3.3. Deployment models
3.3.1. Use Cases for the Fusion Plugin for Live Sentry
Replicate policy definitions between multiple Apache Sentry instances in different clusters using the Fusion Plugin for Live Sentry. Change Sentry policies in any cluster to enforce access to cluster resources with the same authorization rights in each environment.
4. Installation
4.1. Pre-requisites
4.1.1. System Requirements
Along with the standard product requirements that you can find on the WANdisco Fusion Deployment Checklist, you also need to ensure that your clusters:
-
Use Cloudera CDH 5.9.x to CDH 5.13.x (Note that builds for alternative CDH versions can be made available.)
-
Operate with Java 1.7
-
Have configured Cloudera CDH to use Kerberos or LDAP for user authentication (Note that the installation details here define steps for a Kerberized environment.
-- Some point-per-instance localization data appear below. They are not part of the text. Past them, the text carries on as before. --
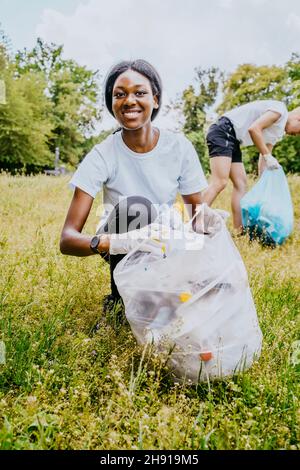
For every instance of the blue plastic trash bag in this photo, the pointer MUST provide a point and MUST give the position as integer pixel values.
(267, 209)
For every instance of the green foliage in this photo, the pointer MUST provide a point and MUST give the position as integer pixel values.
(69, 385)
(50, 102)
(25, 127)
(194, 106)
(73, 92)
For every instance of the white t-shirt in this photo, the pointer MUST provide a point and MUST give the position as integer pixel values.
(244, 116)
(171, 166)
Please contact WANdisco Inc. support for information on installation to a cluster that uses LDAP for user authentication.)
-
Use Apache Sentry for policy enforcement
4.1.2. Security Requirements
Prior to installation, establish the user identity that will be used by the WANdisco Sentry Proxy:
Add the system user wd-sentry-server
on each node where the proxy will run.
# adduser wd-sentry-user Enter
Establish Kerberos credentials for the wd-sentry-server
user.
# hdfs dfs -mkdir /user/wd-sentry-user Enter
# hdfs dfs -chown wd-sentry-user:wd-sentry-user /user/wd-sentry-user Enter
# hdfs dfs -chmod 755 /user/wd-sentry-user Enter
In the following instructions, <wd sentry proxy hostname>
represents the hostname of the WANdisco Sentry Proxy
server, and should be replaced with your actual hostname.
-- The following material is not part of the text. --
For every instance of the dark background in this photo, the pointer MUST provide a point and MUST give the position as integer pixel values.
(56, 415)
# ssh <kdc hostname> Enter
kadmin.local# addprinc -randkey wd-sentry-user/<wd sentry proxy hostname>@<REALM.COM> Enter
wd-sentry-proxy.keytab
file.kadmin.local# xst -norandkey -kt wd-sentry-proxy.keytab wd-sentry-user/<wd sentry proxy hostname>@<REALM.COM> Enter
# scp wd-sentry-proxy.keytab root@<wd sentry proxy hostname>:/etc/security/keytabs Enter
# chown sentry:sentry /etc/security/keytabs/wd-sentry-proxy.keytab Enter
4.1.3. Sentry Configuration Requirements
Ensure these configuration properties for Sentry in the sentry-site.xml
file are equivalent in replicated zones:
sentry.service.allow.connect
-
A comma-separated list of identities that are allowed to connect to the Sentry service. e.g.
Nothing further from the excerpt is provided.